Reviews

Modern Nature
How To Live

(Bella Union)

6/10

Modern Nature’s debut album opens with a sombre instrumental that sounds like an outtake from a Wong Kar-wai film. A string-based neo-classical piece, ‘Bloom’ conjures images of rain lashing down on a dark, autumnal street. It’s the most immediately striking track on How To Live, a release that takes the listener from an urban environment to more rural escapism. The concept is the logical meeting point for Ultimate Painting’s Jack Cooper and BEAK>’s Will Young in that it melds their previous dabblings in pastoral ballads, Krautrock and atmospheric electronica.

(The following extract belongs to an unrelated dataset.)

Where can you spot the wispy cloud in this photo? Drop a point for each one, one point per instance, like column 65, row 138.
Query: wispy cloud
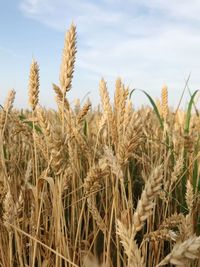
column 147, row 42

Emphasising mood over memorable hooks, the ten tracks here weave together gently looped guitars with the hubbub of street noise and electronic thrum. These core elements are variously punctuated by saxophone breaks (as on the urbane, motorik jazz of ‘Footsteps’) and backwards tape (the stop-start psych-folk of ‘Séance’).

A composite soundscape rather than truly discrete tracks, they’re held together by Cooper’s vaguely dystopian stream of consciousness (“Isolation, repetition, spark burst fission…” runs ‘Footsteps’). Delivered in a voice that’s been steam-rollered to a perfect blank, any sense of emotional judgement is derived purely from the arrangements. ‘Nature’ is a case in point, with the insistent Krautrock of its environmental warning being interrupted by uncommonly raucous guitar.

It can be tempting to imagine how other artists would interpret these blanks – Cate Le Bon could certainly bring more energy to the folksy ‘Criminals’ – but there’s a certain calm to the record that’s a good lesson in ‘how to live’.